Dario Franchitti could not split the importance of his three Indy 500 victories, but there was no doubt that today's was the most emotional.
Sure, he had gone one step closer to being regarded as one of the all time greats with a third race win and he did it by coming from the back of the field after an opening pit stop incident which damaged his front wing.
He also survived a last-lap pass for the lead from Japanese driver Takuma Sato who spun into the fence and brought out a yellow which would see Franchitti cruise to the line ahead of his team-mate Scott Dixon and good make Tony Kanaan under caution.
There was also the drama of starting the race back in 16th place after a disastrous qualifying result, which had the team working day and night to find answers.
But the day was all about Dan Wheldon – the Englishman who won his second Indy 500 last year in a low-budgeted one-off-race team before being killed in the final race of the season at Las Vegas in October.
Wheldon was a close friend of all three place finishes – ironically the victory came in the totally new Dallara chassis which carries the name of Wheldon (chassis DW001) who completed the majority of the development testing on the car because he did not have a full-time ride last year.
The promoters of the event provided all 300,000 fans with a pair of signature white Wheldon sunglasses, which they wore on laps 26 and 98 of the race (the two car numbers he carried in his two race wins).
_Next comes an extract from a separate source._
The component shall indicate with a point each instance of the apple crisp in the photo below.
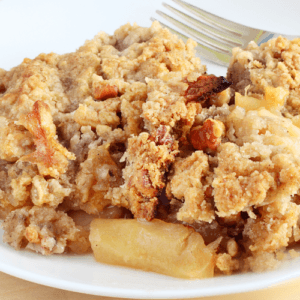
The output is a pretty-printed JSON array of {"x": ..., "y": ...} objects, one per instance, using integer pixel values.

His wife Susie collected the winner's ring this week in a special ceremony and there was a pre-race video tribute on the track's big screens.
Franchitti took Susie in the pace car on his celebratory parade lap.
Franchitti took a deep breath as he talked about why he remained in the sport after the death of Wheldon at Las Vegas last October.
“Racing is emotional,” Franchitti told Speedcafe.com
“Vegas was the lowest of the lows, and the reason I got back into the car was for the feeling I have today.
“The reason the mechanics are back in pit lane and the fans are back in the stands is because of days like today.
“There is no feeling like standing in victory lane at Indianapolis – nothing.”
Franchitti said he had a feeling that Wheldon was looking down on the three front runners towards the end of the race.
“It was just like old times with me, TK (Kanaan) and Dixie (Dixon) racing hard at the front,” continued Franchitti.
“I had this feeling that Dan was looking down on us laughing his arse off.”
Franchitti said that Susie had come over to congratulate him and he thought it would be “nice” to have her ride with him in the celebration lap.
“My greatest memory of Dan last year was him in the celebration lap with his family,” said Franchitti.
“I stood in pit lane and was going to crash tackle him as he went past, but then I looked at his face and he was just sobbing – it meant so much to him.
“Susie is a much stronger person than I will ever be and it was nice to have her in the car with us.”
Franchitti now faces a full week of media commitments, which starts in the morning with a photo session at the track before tomorrow night's traditional banquet downtown.
He then jets off to New York for the Letterman Show and then to Dallas for promotional appearances.